Hospitais de Campanha do DF são exemplos para o país

Quem informa é a Secretaria de Saúde local que estabeleceu nos contratos que tanto a estrutura quanto os bens e equipamentos das unidades passem a pertencer o GDF após a pandemia; até o momento, quatro hospitais de campanha já foram construídos

Por Redação

Os hospitais de campanha construídos para tratar pacientes com covid-19 no Distrito Federal devem permanecer em funcionamento mesmo depois da pandemia. Quem afirma isso é a própria Secretaria de Saúde local, que ressalta a intenção do governo é de manter os espaços construídos para atendimento e tratamento da população. É o caso do hospital de campanha construído em Ceilândia, que, após a pandemia, se tornará o hospital Materno Infantil da região.

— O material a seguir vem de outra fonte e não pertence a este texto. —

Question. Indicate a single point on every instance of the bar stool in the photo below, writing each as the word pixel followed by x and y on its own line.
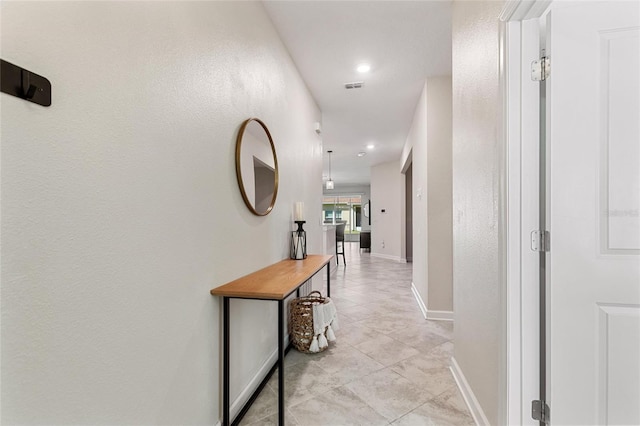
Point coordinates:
pixel 340 239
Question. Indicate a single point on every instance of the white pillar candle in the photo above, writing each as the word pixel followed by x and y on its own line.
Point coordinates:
pixel 298 211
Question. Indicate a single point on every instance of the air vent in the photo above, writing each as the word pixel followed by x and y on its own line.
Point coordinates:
pixel 354 85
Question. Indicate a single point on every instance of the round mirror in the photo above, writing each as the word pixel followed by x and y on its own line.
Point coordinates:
pixel 257 166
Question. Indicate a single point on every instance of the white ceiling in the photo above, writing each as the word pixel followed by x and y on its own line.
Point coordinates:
pixel 403 41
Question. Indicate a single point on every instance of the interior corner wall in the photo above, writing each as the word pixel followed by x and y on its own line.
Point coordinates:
pixel 476 188
pixel 415 149
pixel 387 187
pixel 429 142
pixel 121 209
pixel 439 195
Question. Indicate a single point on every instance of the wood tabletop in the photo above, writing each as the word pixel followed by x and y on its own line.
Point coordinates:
pixel 274 282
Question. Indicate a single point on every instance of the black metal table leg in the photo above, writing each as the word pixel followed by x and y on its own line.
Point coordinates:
pixel 281 362
pixel 225 362
pixel 329 279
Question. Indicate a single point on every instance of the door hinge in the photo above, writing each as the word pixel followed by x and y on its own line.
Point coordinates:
pixel 540 411
pixel 540 241
pixel 541 69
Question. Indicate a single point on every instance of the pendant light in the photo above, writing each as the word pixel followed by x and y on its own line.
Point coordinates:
pixel 329 182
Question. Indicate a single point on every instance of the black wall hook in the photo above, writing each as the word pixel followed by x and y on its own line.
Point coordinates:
pixel 17 81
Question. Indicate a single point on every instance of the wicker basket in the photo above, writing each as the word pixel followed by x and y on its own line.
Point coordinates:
pixel 301 321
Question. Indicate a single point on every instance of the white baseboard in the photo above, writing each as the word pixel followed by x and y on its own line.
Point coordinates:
pixel 440 315
pixel 421 304
pixel 389 257
pixel 253 384
pixel 469 398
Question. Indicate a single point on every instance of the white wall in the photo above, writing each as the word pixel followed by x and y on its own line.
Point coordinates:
pixel 120 207
pixel 477 171
pixel 428 147
pixel 387 187
pixel 439 196
pixel 415 151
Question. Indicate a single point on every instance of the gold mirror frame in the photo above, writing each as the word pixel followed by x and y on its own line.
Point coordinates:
pixel 251 205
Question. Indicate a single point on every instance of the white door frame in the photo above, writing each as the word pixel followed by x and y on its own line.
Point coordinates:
pixel 519 39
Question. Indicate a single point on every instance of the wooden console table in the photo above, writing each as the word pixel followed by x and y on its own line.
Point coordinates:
pixel 275 282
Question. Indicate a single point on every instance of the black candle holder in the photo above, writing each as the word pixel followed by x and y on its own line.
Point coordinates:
pixel 299 242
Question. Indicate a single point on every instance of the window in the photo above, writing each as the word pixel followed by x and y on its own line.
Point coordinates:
pixel 343 209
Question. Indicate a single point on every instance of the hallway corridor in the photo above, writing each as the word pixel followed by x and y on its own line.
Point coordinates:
pixel 388 365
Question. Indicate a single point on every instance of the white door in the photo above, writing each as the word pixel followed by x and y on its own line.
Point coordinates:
pixel 593 270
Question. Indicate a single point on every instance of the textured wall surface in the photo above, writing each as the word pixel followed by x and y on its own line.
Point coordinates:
pixel 476 192
pixel 429 143
pixel 416 145
pixel 386 194
pixel 120 207
pixel 439 196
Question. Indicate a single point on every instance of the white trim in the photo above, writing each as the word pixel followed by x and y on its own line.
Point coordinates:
pixel 520 10
pixel 520 332
pixel 421 303
pixel 389 257
pixel 439 315
pixel 243 397
pixel 469 398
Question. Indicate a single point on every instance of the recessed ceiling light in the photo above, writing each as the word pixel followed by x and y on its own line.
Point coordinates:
pixel 364 68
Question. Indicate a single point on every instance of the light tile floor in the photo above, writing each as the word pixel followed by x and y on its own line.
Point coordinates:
pixel 388 365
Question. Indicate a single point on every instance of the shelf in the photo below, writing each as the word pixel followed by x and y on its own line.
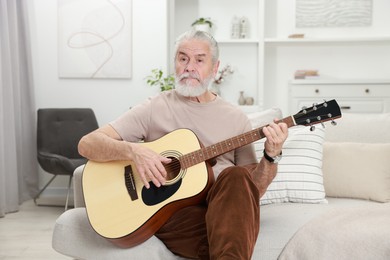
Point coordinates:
pixel 339 81
pixel 326 40
pixel 228 41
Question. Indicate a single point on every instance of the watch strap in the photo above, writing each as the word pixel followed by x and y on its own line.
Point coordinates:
pixel 269 158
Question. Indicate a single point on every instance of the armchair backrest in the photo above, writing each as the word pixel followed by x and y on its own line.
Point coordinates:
pixel 60 129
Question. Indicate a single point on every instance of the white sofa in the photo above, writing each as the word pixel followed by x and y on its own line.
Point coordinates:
pixel 337 211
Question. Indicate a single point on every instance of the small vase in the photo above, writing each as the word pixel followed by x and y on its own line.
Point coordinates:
pixel 241 99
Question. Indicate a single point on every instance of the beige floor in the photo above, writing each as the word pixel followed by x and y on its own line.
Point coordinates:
pixel 27 233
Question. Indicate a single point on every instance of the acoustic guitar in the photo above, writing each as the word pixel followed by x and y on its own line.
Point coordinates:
pixel 123 211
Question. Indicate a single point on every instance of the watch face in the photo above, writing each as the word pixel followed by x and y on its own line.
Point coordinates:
pixel 277 159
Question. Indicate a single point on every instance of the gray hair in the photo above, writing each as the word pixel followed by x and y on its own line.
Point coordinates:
pixel 202 36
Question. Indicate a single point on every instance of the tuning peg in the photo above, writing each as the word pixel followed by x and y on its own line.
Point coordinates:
pixel 304 109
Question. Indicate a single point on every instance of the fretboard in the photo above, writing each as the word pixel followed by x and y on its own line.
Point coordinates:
pixel 225 146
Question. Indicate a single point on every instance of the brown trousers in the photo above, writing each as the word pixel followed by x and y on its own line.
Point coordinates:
pixel 225 227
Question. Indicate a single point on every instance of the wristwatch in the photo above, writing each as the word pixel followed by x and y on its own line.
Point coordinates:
pixel 275 159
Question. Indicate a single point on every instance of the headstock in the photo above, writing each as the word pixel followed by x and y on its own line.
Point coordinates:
pixel 318 113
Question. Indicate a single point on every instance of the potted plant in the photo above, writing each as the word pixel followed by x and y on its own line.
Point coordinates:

“Como sempre tivemos, ao longo de décadas, dificuldade em comprar materiais médicos, principalmente em grande quantidade, sempre tivemos déficit de leitos, camas, ventiladores, monitores, bombas de infusão, quando isso tudo acabar e ficarmos com esses equipamentos, finalmente, depois de décadas, vamos ter resolvido esse problema”, diz o subsecretário de Atenção Integral à Saúde (Sais) do DF, Gustavo Bernardes.

Além da unidade de campanha em Ceilândia, há também hospitais deste porte no Estádio Nacional Mané Garrincha, no Centro Médico da Polícia Militar e no Complexo Prisional da Papuda. Conforme os contratos estabelecidos no momento da construção dessas unidades hospitalares, todos os bens e equipamentos existentes nos hospitais vão permanecer em posse da Secretaria de Saúde do DF.

Para funcionar, os hospitais de campanha foram estruturados como qualquer outra unidade hospitalar convencional. Ou seja, houve locação de equipamentos, gerenciamento técnico, assistência médica e multiprofissional, manutenção e insumos necessários para o funcionamento dos equipamentos, incluindo computadores e impressoras, e atendimento dos pacientes com medicamentos, insumos e alimentação.

Ao término da pandemia, de todos os bens ao patrimônio; o hospital de campanha em Ceilândia, será depois o hospital Materno Infantil da região

“Os nossos hospitais de campanha usaram estruturas que já existiam, ou seja, não são tendas que foram armadas. Quando se analisa quanto que custaria, durante a pandemia, contratar pessoal, comprar materiais e insumos necessários, a gente vê que o custo-benefício da contratação de uma empresa para fazer tudo isso é muito menor e melhor. A economicidade é fantástica”, lembra Bernardes.

Economia

Outro ponto destacado pelo GDF é com relação ao custo desses hospitais, que, de acordo com o governo, estão abaixo dos valores praticados em outros Estados. Essa economia foi possível em razão do método adotado na contratação dos serviços, que foi o de contrato emergencial de serviço de gestão integrada. Neste caso, a empresa contratada oferece toda a estrutura de equipamentos e recursos humanos necessários para atendimento de pacientes.

“Ao contrário do que está ocorrendo em outros estados brasileiros, em que são construídos hospitais de campanha apenas para suprir a necessidade imediata dos pacientes contaminados”, informa a Secretaria de Saúde do DF.